Despite a satellite communications glitch, U.S. scientist and entrepreneur Gregory Olsen spoke live from the International Space Station (ISS) briefly Tuesday in the first of three planned solo broadcasts during his orbital spaceflight.

"Welcome to space," Olsen said through static and interrupted video, adding that the feed was suffering from satellite problems. "We're lucky to have any communications at all."
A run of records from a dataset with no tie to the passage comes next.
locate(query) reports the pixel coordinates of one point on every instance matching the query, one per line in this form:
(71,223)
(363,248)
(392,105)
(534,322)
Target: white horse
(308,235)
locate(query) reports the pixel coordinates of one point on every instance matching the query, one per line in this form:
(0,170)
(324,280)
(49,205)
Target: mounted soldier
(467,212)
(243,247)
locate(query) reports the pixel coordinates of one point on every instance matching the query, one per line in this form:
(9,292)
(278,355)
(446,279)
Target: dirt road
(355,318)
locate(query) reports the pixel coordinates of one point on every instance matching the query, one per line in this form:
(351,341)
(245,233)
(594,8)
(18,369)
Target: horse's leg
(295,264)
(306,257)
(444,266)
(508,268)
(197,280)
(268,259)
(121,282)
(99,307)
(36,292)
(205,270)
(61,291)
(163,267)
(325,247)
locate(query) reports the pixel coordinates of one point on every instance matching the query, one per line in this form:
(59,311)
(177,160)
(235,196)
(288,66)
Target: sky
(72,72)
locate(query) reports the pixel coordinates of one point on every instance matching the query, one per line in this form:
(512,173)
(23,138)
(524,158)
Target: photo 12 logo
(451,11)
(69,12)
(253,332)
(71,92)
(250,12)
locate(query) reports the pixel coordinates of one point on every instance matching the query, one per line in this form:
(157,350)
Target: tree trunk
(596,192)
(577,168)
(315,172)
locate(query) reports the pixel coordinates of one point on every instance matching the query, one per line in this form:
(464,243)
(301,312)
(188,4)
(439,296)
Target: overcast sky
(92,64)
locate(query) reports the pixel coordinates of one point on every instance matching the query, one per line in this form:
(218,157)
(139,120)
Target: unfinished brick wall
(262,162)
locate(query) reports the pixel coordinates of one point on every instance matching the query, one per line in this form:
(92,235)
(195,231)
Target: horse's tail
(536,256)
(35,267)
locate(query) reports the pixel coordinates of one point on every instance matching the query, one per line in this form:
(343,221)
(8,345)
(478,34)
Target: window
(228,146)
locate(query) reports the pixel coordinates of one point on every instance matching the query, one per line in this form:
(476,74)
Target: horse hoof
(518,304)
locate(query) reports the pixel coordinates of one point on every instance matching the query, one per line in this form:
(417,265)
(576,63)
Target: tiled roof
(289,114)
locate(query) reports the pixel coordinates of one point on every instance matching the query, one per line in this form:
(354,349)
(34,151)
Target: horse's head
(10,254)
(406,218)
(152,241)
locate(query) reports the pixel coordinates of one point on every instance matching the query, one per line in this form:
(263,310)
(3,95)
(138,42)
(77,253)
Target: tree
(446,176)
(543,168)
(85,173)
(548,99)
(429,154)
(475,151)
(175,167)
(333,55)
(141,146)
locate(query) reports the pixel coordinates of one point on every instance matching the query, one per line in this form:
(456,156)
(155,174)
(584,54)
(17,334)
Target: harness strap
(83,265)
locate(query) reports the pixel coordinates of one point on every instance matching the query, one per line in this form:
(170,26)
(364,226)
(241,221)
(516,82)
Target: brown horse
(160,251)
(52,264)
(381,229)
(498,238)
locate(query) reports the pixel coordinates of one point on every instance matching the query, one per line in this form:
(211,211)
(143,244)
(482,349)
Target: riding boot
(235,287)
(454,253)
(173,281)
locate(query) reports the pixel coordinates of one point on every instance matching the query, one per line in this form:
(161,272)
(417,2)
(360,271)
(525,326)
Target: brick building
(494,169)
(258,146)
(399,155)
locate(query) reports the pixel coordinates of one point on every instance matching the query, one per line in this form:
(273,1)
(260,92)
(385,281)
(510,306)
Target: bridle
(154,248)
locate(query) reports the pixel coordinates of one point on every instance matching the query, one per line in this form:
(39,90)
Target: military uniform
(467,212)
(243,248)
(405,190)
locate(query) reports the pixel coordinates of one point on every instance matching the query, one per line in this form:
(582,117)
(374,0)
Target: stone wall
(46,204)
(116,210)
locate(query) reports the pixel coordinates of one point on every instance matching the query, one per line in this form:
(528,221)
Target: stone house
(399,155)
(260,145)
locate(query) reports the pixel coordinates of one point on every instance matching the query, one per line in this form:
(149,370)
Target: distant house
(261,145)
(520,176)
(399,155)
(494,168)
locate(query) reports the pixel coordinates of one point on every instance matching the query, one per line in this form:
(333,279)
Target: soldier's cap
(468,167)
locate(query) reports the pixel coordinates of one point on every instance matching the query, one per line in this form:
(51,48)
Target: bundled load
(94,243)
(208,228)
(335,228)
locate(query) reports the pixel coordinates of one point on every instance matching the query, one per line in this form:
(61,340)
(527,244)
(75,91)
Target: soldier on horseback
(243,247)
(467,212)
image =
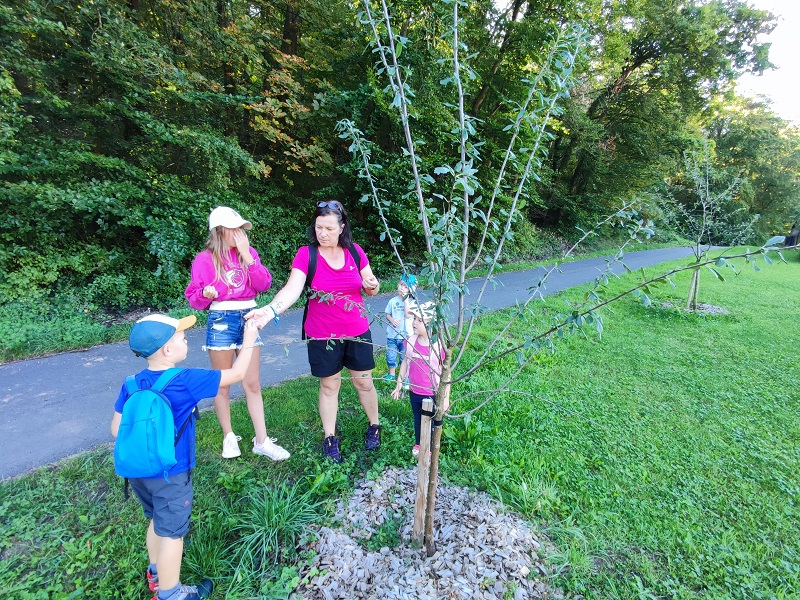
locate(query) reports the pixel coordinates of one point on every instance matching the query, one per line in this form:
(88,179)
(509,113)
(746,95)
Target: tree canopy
(124,123)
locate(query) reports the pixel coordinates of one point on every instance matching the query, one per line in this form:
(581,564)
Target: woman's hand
(371,285)
(260,316)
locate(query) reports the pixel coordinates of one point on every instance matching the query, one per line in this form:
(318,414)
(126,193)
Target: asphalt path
(57,406)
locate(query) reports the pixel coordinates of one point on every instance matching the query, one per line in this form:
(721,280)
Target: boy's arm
(115,423)
(237,371)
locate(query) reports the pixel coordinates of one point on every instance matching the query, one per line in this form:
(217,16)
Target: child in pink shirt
(422,364)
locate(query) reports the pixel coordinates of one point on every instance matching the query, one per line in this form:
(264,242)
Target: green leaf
(775,240)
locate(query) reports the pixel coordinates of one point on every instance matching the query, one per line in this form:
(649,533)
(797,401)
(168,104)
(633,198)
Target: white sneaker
(230,446)
(271,449)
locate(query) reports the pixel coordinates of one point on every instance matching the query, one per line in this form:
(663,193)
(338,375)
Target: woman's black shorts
(328,357)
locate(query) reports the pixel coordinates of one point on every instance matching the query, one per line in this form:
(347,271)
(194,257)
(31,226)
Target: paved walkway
(57,406)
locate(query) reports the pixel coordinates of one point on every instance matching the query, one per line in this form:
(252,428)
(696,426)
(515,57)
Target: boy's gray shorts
(169,504)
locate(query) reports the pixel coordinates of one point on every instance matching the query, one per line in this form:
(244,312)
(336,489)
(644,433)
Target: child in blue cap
(167,501)
(399,320)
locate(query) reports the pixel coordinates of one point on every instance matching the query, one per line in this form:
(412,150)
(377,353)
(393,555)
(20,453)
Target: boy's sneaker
(330,448)
(271,449)
(152,580)
(230,446)
(192,592)
(372,439)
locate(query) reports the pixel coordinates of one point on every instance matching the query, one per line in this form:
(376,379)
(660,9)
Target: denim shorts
(225,330)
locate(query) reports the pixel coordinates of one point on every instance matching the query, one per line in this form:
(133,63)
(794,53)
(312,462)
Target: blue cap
(409,279)
(152,332)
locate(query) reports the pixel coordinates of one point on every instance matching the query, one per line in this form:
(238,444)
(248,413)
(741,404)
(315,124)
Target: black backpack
(313,254)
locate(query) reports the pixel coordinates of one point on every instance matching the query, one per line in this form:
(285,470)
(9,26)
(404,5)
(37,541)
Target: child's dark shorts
(328,357)
(169,504)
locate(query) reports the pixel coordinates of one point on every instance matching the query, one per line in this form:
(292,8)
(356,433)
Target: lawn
(662,459)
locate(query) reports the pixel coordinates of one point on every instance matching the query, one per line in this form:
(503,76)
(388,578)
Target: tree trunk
(694,288)
(442,397)
(291,29)
(423,469)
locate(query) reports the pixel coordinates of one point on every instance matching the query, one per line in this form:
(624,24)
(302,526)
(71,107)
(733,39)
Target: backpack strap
(164,379)
(313,257)
(161,383)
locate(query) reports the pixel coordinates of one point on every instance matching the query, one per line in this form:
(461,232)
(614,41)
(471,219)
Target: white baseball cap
(225,216)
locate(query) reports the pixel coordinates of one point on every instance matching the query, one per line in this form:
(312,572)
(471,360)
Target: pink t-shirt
(424,370)
(339,311)
(242,283)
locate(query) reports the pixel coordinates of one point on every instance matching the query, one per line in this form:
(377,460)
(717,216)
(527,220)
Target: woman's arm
(282,301)
(260,277)
(370,283)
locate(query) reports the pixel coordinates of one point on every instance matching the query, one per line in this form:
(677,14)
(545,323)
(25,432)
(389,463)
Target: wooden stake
(423,469)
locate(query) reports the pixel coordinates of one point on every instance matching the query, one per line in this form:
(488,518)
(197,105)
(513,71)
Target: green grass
(662,459)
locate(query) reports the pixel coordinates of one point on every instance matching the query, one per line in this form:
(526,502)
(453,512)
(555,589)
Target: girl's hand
(241,242)
(250,333)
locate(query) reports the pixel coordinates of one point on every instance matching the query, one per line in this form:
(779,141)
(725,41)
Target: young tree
(467,207)
(704,211)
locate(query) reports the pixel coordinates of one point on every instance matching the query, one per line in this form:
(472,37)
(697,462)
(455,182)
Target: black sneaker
(192,592)
(372,439)
(330,448)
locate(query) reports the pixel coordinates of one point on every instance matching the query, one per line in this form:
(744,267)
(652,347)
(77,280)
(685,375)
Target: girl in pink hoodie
(226,278)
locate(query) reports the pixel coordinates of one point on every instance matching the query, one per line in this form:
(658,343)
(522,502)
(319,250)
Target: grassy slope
(663,460)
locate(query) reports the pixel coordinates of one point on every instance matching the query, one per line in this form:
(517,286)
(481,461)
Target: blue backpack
(146,438)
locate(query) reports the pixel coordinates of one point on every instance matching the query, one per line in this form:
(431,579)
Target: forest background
(124,123)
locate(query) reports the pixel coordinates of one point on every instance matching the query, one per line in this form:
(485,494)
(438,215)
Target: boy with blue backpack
(155,448)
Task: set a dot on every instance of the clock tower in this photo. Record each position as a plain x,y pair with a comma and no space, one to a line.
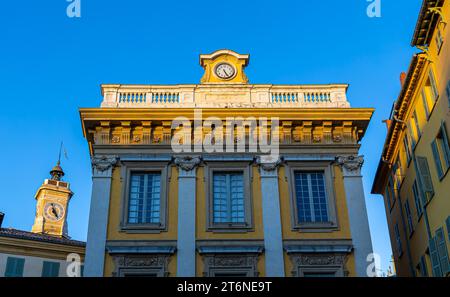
52,198
224,67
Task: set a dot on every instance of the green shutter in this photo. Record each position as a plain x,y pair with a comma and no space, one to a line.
448,92
447,222
435,263
388,198
417,200
437,158
434,86
407,148
425,103
412,137
416,122
423,267
446,144
425,179
442,251
14,267
50,269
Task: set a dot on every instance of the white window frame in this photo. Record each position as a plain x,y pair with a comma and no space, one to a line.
224,167
145,167
327,169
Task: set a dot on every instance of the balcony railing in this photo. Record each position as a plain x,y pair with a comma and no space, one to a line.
210,96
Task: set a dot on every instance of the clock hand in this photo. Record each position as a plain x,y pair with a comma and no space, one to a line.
54,211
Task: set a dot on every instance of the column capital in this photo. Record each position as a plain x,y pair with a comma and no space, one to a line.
351,165
187,163
102,165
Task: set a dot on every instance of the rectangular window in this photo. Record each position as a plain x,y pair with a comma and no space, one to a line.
442,251
407,148
14,267
434,255
441,151
417,128
409,217
439,39
388,197
425,103
228,197
434,88
398,176
145,198
311,197
398,240
417,200
50,269
448,92
412,135
425,179
392,190
423,267
447,222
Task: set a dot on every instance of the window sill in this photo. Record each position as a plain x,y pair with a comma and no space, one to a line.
230,228
441,178
143,229
316,227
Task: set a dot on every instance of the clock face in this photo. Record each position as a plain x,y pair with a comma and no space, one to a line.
225,71
53,211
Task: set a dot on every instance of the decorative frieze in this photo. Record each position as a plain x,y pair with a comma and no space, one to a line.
351,165
289,133
156,264
103,163
223,263
187,163
319,263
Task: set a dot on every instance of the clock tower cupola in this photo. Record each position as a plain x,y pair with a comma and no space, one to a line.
52,199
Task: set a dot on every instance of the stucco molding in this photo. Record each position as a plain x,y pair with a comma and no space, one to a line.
351,165
319,263
154,264
268,165
230,263
187,163
102,165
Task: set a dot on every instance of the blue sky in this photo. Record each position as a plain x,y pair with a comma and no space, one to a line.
50,65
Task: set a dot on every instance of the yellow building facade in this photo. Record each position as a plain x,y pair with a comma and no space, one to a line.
226,178
412,174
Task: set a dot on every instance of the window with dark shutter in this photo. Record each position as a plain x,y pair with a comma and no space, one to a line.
425,179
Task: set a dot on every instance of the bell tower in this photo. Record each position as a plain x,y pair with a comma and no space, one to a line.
224,67
52,199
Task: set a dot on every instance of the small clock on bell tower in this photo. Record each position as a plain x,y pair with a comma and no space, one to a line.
52,198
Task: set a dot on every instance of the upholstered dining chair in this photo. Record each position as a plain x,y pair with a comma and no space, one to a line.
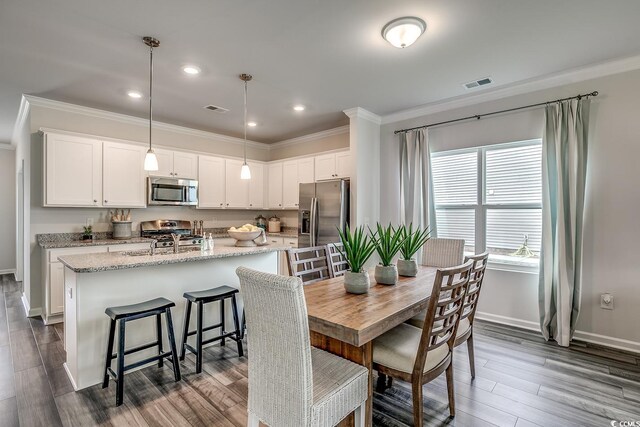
337,264
309,264
419,355
292,384
440,253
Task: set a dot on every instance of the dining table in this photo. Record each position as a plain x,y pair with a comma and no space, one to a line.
346,324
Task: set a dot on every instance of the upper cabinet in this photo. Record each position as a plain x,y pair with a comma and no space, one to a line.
333,166
211,182
176,164
73,171
123,175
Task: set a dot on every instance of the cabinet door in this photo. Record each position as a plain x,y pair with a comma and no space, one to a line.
211,182
165,163
123,180
325,167
73,171
256,186
306,172
290,184
343,165
185,165
56,288
236,189
275,186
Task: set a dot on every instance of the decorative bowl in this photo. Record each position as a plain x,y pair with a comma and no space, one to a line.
245,238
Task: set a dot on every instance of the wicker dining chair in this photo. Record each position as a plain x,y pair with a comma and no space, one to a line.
337,264
309,264
418,355
292,384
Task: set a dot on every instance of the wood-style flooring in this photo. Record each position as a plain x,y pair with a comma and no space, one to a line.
521,381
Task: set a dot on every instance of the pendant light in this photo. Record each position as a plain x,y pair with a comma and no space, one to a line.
245,172
150,160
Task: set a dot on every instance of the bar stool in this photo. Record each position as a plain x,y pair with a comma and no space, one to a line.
201,298
126,313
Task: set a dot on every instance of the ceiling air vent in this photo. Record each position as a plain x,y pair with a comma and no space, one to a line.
478,83
216,109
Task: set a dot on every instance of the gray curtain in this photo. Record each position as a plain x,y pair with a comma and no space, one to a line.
564,164
416,203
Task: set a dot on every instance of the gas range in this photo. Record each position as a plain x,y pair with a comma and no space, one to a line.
162,229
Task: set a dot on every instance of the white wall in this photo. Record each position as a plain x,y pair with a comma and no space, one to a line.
612,204
7,210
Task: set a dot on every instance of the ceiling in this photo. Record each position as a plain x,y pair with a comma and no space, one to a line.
325,54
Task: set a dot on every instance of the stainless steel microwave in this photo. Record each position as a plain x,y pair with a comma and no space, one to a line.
172,191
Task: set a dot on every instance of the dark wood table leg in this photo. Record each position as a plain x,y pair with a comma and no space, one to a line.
361,355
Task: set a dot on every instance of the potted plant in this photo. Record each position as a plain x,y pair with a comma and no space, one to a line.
388,243
412,242
87,233
357,249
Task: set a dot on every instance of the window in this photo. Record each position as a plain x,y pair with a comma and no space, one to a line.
492,198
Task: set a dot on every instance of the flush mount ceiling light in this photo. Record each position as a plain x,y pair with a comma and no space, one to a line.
245,172
150,160
403,32
192,70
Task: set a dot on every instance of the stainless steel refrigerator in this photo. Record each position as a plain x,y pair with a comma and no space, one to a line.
324,206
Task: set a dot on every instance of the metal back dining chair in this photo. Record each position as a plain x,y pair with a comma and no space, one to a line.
419,355
309,264
465,329
292,384
337,264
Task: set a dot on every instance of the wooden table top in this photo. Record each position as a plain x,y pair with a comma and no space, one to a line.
358,319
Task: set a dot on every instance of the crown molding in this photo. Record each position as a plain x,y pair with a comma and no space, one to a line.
311,137
123,118
550,81
359,112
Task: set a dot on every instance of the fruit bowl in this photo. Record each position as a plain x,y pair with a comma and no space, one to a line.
245,238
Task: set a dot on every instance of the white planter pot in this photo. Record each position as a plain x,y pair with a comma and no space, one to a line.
386,274
408,267
357,283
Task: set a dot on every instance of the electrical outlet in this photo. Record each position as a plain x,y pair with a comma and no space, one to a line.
606,301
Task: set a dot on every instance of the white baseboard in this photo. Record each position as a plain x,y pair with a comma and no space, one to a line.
31,312
602,340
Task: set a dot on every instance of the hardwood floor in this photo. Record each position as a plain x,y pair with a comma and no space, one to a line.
520,381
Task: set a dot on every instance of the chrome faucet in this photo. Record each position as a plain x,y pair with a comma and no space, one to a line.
176,242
Olsen was able to thank his family, friends and colleagues who made the long trip from the United States to Baikonur Cosmodrome in Kazakhstan to witness his even longer trip into Earth orbit during his Sept. 30 launch. The broadcast was the first of three, 12-minute events Olsen plans during his time on orbit.

Olsen is the third space tourist - though he prefers the term spaceflight participant - to visit the ISS, and paid $20 million for the ride under an agreement with Russia's Federal Space Agency. His trip, like those of Mark Shuttleworth in 2002 and Dennis Tito in 2001, was brokered by the Arlington, Virginia space tourism firm Space Adventures.

"It's really nice here," Olsen said of the space station. "It's nice and roomy."

With its primary components - the Russian-built Zarya control module, Zvezda service module, and the U.S.-built Destiny laboratory - and docking ports, the space station is about as large as a three-bedroom home, NASA officials have said.

Olsen launched toward the ISS with NASA astronaut Bill McArthur and Russian cosmonaut Valery Tokarev - the two-person crew of Expedition 12 - at 11:55 p.m. EDT on Sept. 30 (0355 Oct. 1 GMT). After two days of cramped spaceflight inside their Soyuz TMA-7 spacecraft, the three men docked at the space station at about 1:36 a.m. EDT (0436 GMT) on Oct. 3.

"In some ways it's like camping out, because we have no running water, no sinks and we kind of have to fend for ourselves for food," Olsen said.

During his brief broadcast, Olsen credited professors at Fairleigh Dickenson University in Teaneck, New Jersey - where he earned a masters degrees in physics - for fanning his interest in space. He also thanked engineering students at the University of Virginia, where Olsen attained his PhD in materials science, for building a spectrometer for his flight.

Olsen had hoped to take an infrared spectrometer built by his Princeton, New Jersey firm Sensors Unlimited on his ISS trip, but will instead conduct three medical experiments designed to study the human body's reaction to the absence of gravity for the European Space Agency.

Earlier Tuesday, Olsen joined the astronauts of the Expedition 11 and Expedition 12 space station to speak with reporters back on Earth via a video link.

During that group briefing, Olsen said the professional astronauts made him feel welcome aboard the space station.